The Uighurs were forced with multiple taxes by the Dzungars which were burdensome and set by a determined amount, and which they did not even have the ability to pay. They included water conservancy tax, draught animal tax, fruit tax, poll tax, land tax, tress and grass tax, gold and silver tax, and trade tax. Annually the Dzungars extracted a tax of 67,000 tangas of silver from the Kashgar people in Galdan Tseren's reign, a five percent tax was imposed on foreign traders and a ten percent tax imposed on Muslim merchants, people had to pay a fruit tax if they owned orchards and merchants had to pay a copper and silver tax. Annually the Dzungars extracted 100,000 silver tangas in tax from Yarkand and slapped livestock, stain, commerce, and a gold tax on them. The Dzungars extracted 700 taels of gold, and also extracted cotton, copper, and cloth, from the six regions of Keriya, Kashgar, Khotan, Kucha, Yarkand, and Aksu as stated by Russian topographer Yakoff Filisoff. The Dzungars extracted over 50% of the wheat harvests of Muslims according to Qi-yi-shi (Chun Yuan), 30-40% of the wheat harvests of Muslims according to the Xiyu tuzhi, which labelled the tax as "plunder" of the Muslims. The Dzungars also extorted extra taxes on cotton, silver, gold, and traded goods from the Muslims besides making them pay the official tax. "Wine, meat, and women" and "a parting gift" were forcibly extracted from the Uighurs daily by the Dzungars who went to physically gather the taxes from the Uighur Muslims, and if they dissatisfied with what they received, they would rape women, and loot and steal property and livestock. Gold necklaces, diamonds, pearls, and precious stones from India were extracted from the Uighurs under Dāniyāl Khoja by Tsewang Rabtan when his daughter was getting married.

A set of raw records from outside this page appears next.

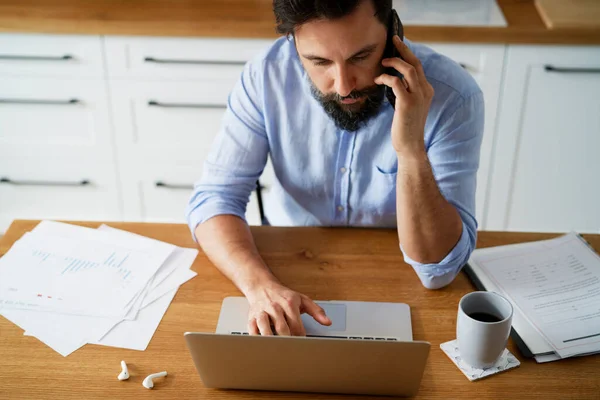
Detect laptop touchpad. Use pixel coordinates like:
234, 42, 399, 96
302, 302, 346, 335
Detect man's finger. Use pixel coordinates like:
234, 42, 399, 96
248, 318, 259, 335
283, 307, 306, 336
374, 74, 409, 102
302, 296, 331, 326
394, 35, 427, 86
256, 311, 273, 336
271, 309, 291, 336
381, 57, 421, 93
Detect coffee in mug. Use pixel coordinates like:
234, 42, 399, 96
456, 292, 513, 368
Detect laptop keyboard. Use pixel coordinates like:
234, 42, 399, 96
231, 332, 398, 342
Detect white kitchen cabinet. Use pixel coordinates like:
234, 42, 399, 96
110, 80, 235, 163
105, 36, 273, 82
427, 43, 506, 230
486, 46, 600, 233
0, 76, 113, 159
116, 160, 261, 225
0, 154, 122, 232
0, 33, 104, 78
0, 57, 122, 232
105, 37, 274, 225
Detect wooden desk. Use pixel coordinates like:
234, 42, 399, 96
0, 221, 600, 400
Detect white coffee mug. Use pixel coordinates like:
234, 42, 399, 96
456, 292, 513, 368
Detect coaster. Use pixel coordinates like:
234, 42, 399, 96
440, 339, 521, 381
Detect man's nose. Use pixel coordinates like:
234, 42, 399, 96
335, 66, 356, 97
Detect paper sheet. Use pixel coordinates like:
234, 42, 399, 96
0, 221, 198, 356
90, 288, 177, 351
478, 234, 600, 358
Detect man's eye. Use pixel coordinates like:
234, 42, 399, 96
352, 55, 369, 62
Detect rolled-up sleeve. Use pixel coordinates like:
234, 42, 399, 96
400, 92, 484, 289
185, 62, 269, 239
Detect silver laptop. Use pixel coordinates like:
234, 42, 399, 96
217, 297, 412, 341
184, 297, 430, 396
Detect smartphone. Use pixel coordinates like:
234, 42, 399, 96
383, 9, 404, 107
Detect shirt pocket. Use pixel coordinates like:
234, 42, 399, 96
369, 166, 398, 223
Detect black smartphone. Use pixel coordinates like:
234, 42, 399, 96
383, 9, 404, 107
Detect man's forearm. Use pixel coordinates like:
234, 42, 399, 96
195, 215, 278, 296
396, 151, 462, 264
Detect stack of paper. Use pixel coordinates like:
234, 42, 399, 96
468, 233, 600, 362
0, 221, 198, 356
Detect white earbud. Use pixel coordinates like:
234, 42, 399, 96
117, 361, 129, 381
142, 371, 167, 389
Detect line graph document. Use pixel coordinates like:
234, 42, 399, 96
478, 234, 600, 358
0, 232, 168, 317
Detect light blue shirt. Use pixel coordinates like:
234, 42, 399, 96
186, 38, 484, 288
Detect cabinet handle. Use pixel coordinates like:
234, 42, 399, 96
0, 99, 81, 106
0, 178, 92, 186
144, 57, 246, 66
148, 100, 227, 109
154, 181, 267, 225
544, 65, 600, 74
154, 181, 194, 190
0, 54, 73, 61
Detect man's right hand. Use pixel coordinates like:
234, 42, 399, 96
246, 282, 331, 336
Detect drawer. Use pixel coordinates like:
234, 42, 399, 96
0, 77, 112, 157
121, 161, 270, 225
0, 155, 122, 232
105, 36, 273, 80
111, 80, 233, 163
0, 34, 104, 77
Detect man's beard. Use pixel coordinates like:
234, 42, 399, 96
310, 81, 385, 132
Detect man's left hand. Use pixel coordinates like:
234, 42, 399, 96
375, 36, 434, 155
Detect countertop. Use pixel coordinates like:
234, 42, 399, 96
0, 0, 600, 44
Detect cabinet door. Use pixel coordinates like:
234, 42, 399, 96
488, 46, 600, 233
105, 36, 273, 81
0, 77, 113, 159
111, 80, 234, 163
0, 33, 104, 78
121, 159, 268, 225
0, 154, 122, 233
428, 43, 505, 230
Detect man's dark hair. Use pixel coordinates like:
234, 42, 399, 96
273, 0, 392, 36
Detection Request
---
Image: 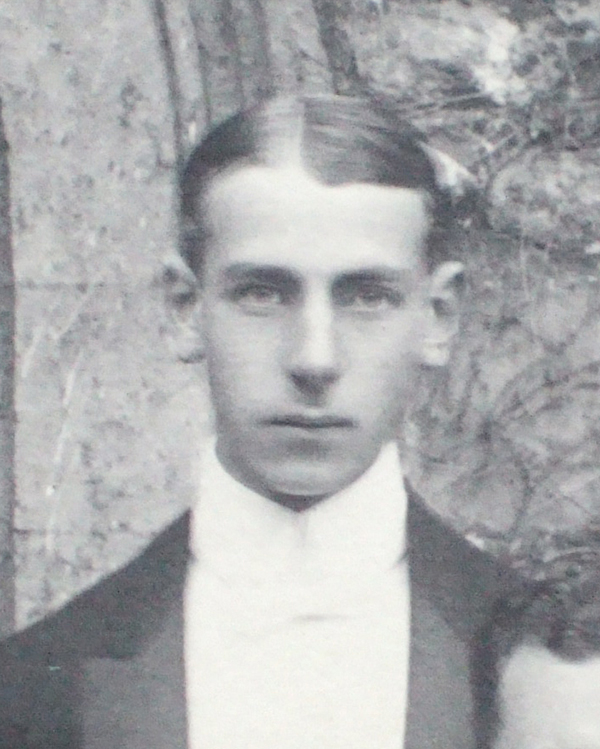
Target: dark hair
[471,532,600,749]
[179,95,454,277]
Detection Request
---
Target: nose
[287,295,340,397]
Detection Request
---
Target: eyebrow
[224,263,413,284]
[223,263,300,283]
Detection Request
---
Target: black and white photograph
[0,0,600,749]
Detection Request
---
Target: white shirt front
[185,444,410,749]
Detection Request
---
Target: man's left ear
[422,261,465,367]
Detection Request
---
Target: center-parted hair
[471,530,600,749]
[179,95,454,278]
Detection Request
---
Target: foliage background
[0,0,600,626]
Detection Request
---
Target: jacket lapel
[405,487,497,749]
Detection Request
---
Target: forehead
[205,165,429,270]
[497,645,600,749]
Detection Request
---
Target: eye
[336,283,404,313]
[231,282,286,313]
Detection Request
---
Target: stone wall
[0,0,600,626]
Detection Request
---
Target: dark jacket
[0,492,503,749]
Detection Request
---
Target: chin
[263,461,363,499]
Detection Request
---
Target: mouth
[263,414,356,431]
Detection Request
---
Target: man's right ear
[162,256,204,362]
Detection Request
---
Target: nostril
[291,370,337,395]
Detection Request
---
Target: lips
[264,414,356,431]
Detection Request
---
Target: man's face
[495,645,600,749]
[200,167,454,501]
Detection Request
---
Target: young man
[473,537,600,749]
[1,97,506,749]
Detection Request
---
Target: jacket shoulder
[408,487,512,640]
[7,512,189,658]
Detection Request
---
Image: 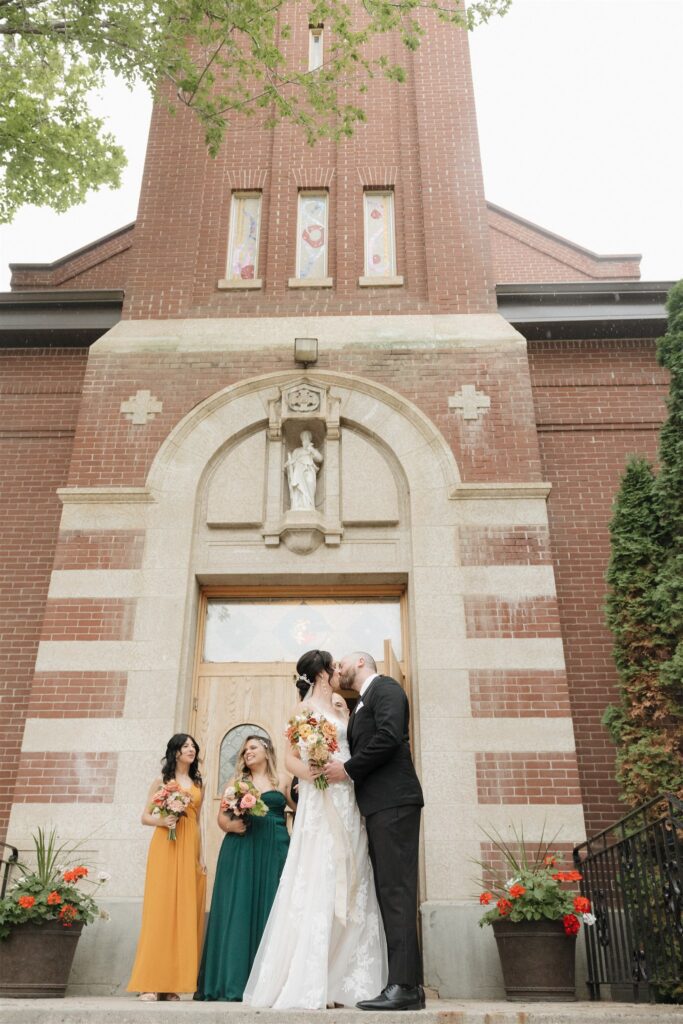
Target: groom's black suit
[344,676,424,987]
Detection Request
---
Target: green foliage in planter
[603,282,683,807]
[474,827,595,935]
[0,828,110,939]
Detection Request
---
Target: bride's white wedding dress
[244,701,387,1010]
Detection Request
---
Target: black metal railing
[573,794,683,1002]
[0,843,19,899]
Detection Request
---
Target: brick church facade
[0,12,667,996]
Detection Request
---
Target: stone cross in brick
[449,384,490,420]
[121,391,164,426]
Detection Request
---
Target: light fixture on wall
[294,338,317,367]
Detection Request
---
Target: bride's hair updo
[294,650,335,700]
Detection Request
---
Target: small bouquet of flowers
[150,778,193,843]
[220,778,268,824]
[0,828,112,937]
[285,711,339,790]
[475,828,595,936]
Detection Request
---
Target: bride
[244,650,387,1010]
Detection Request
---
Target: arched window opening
[218,722,270,795]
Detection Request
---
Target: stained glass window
[218,723,270,794]
[296,191,328,281]
[227,193,261,281]
[308,25,323,71]
[364,191,396,278]
[203,597,402,663]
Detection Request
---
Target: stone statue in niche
[285,430,323,512]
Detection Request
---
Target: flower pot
[493,921,577,1001]
[0,921,83,998]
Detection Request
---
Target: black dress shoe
[356,985,425,1010]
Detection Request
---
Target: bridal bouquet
[150,778,193,842]
[285,711,339,790]
[220,778,268,822]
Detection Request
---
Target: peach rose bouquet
[220,778,268,824]
[150,778,193,843]
[285,711,339,790]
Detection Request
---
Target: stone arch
[147,371,460,498]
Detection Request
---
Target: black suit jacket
[344,676,424,817]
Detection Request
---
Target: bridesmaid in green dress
[195,736,294,1002]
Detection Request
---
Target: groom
[325,651,425,1010]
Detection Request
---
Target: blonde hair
[234,735,280,790]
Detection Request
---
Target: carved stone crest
[287,385,321,413]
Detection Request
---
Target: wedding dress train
[244,709,387,1010]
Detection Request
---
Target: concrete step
[0,996,681,1024]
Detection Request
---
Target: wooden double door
[190,640,407,906]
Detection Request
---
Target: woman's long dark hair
[161,732,202,788]
[295,650,335,700]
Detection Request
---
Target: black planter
[493,921,577,1001]
[0,921,83,999]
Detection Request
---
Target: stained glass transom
[365,191,396,278]
[204,598,402,663]
[308,26,323,71]
[297,193,328,280]
[227,193,261,281]
[218,723,270,794]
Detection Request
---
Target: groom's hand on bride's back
[323,761,348,782]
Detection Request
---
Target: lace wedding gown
[244,705,387,1010]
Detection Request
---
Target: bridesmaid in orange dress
[128,732,206,1000]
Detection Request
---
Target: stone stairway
[0,996,682,1024]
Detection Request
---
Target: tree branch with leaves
[0,0,512,223]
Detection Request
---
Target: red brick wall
[469,669,571,718]
[124,14,495,319]
[476,751,581,804]
[529,341,667,834]
[488,206,640,285]
[28,672,127,718]
[0,348,87,839]
[14,751,119,804]
[10,224,134,291]
[69,346,541,486]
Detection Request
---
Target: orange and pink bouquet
[150,778,193,842]
[220,778,268,822]
[285,711,339,790]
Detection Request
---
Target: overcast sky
[0,0,683,291]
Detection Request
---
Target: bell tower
[124,5,495,319]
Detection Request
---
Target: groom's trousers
[366,804,422,987]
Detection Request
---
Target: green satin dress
[195,790,290,1002]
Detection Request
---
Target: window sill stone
[216,278,263,292]
[358,274,403,288]
[288,278,334,288]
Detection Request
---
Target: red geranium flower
[562,913,581,935]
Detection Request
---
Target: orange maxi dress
[128,785,206,992]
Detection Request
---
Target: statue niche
[263,379,342,554]
[285,430,323,512]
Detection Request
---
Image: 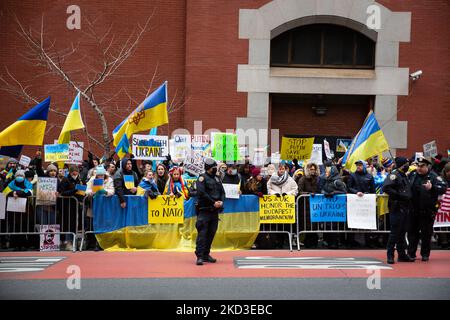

67,000 patman (each patman is 4 piculs and 5 pecks) of grain 48,000 silver ounces were forced to be paid yearly by Kashgar to the Dzungars and cash was also paid by the rest of the cities to the Dzungars. Trade, milling, and distilling taxes, corvée labor, saffron, cotton, and grain were also extracted by the Dzungars from the Tarim Basin. Every harvest season, women and food had to be provided to Dzungars when they came to extract the taxes from them.

When the Dzungars levied the traditional nomadic Alban poll tax upon the Muslims of Altishahr, the Muslims viewed it as the payment of jizyah (a tax traditionally taken from non-Muslims by Muslim conquerors).

Uighurs known as tariyachin were enslaved and were involuntarily moved to Ili and other parts of Dzungaria to engage in agricultural work on farms by the Dzungars, and the Dzungars heavily punished Muslims who tried to run away, viewing the Uighurs as inferiors. The Dzungars forced Turkic Muslim farmers who became their prisoners to move from southern Xinjiang (Altishahr) to northern Xinjiang (Dzungaria) to work on farms in Ili so that the Dzungars could benefit from the food grown at the farms.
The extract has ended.